As he approached the outskirts of the village, the flickering orange of torchlight cut through the gloom. A crowd had gathered at the stone torii gate, huddling under waxed-paper umbrellas. As soon as his black suit caught the light, they surged forward like a wave of desperate ghosts.
"Ishikawa-san!" an elder cried out, his hands trembling. "Did you do it? Is the Inugami gone?"
"Is the land clean again?" a woman shrieked, clutching a prayer charm so hard her knuckles were white. "Did you exorcise the demon?"
Satoshi stopped. He looked at their expectant faces, eyes wide with terror. He felt a surge of bile rise in his throat. He forced his lips to peel back into a tight, artificial curve, a forced smile that never reached his cold eyes.
"It's done," Satoshi said, his voice flat. "The fire has taken it. You don't have to worry anymore."
The crowd exhaled a collective sob of "relief," some even bowing low into the mud.
Disgusting, Satoshi thought, his gaze sweeping over their bent backs. Look at them. They cry and wring their hands now, acting like they're the victims. But the soil of this village isn't rich because of the rain. It's rich because for three generations, they've been offering up their own blood, tossing their children into that farmhouse to ensure the rice grows tall and the gold keeps flowing. All those resentments from the children finally took form, and all they could do was go around crying, asking for help.
His gaze drifted past the cheering crowd to a darkened corner of a nearby granary. A little girl, no older than six, sat huddled in the dirt. She wasn't cheering. She was shaking, her face streaked with tears as she stared at the empty space where her brother or sister used to be. She was the only one in the village whose grief wasn't a lie.

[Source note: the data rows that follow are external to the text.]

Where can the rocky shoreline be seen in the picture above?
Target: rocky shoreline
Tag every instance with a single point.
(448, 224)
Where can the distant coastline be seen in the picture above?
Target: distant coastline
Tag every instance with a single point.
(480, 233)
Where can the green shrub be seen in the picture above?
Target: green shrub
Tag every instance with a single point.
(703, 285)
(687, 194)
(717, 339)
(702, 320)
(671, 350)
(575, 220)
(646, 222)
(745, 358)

Satoshi felt a pang of hollow exhaustion. He didn't offer her a word of comfort.
"I pray you grow up quickly so you can leave this place"
He let out a long, heavy sigh that turned into a plume of mist in the cold air. Without another word to the villagers, he turned toward the gravel road. Waiting at the edge of the village was a sleek, black convertible, a modern predator parked right at the outskirts of the village.
He slid into the leather seat, the engine purring to life with a low, mechanical growl. He didn't look in the rearview mirror as he drove away, leaving the village and its blessed land behind in the dust.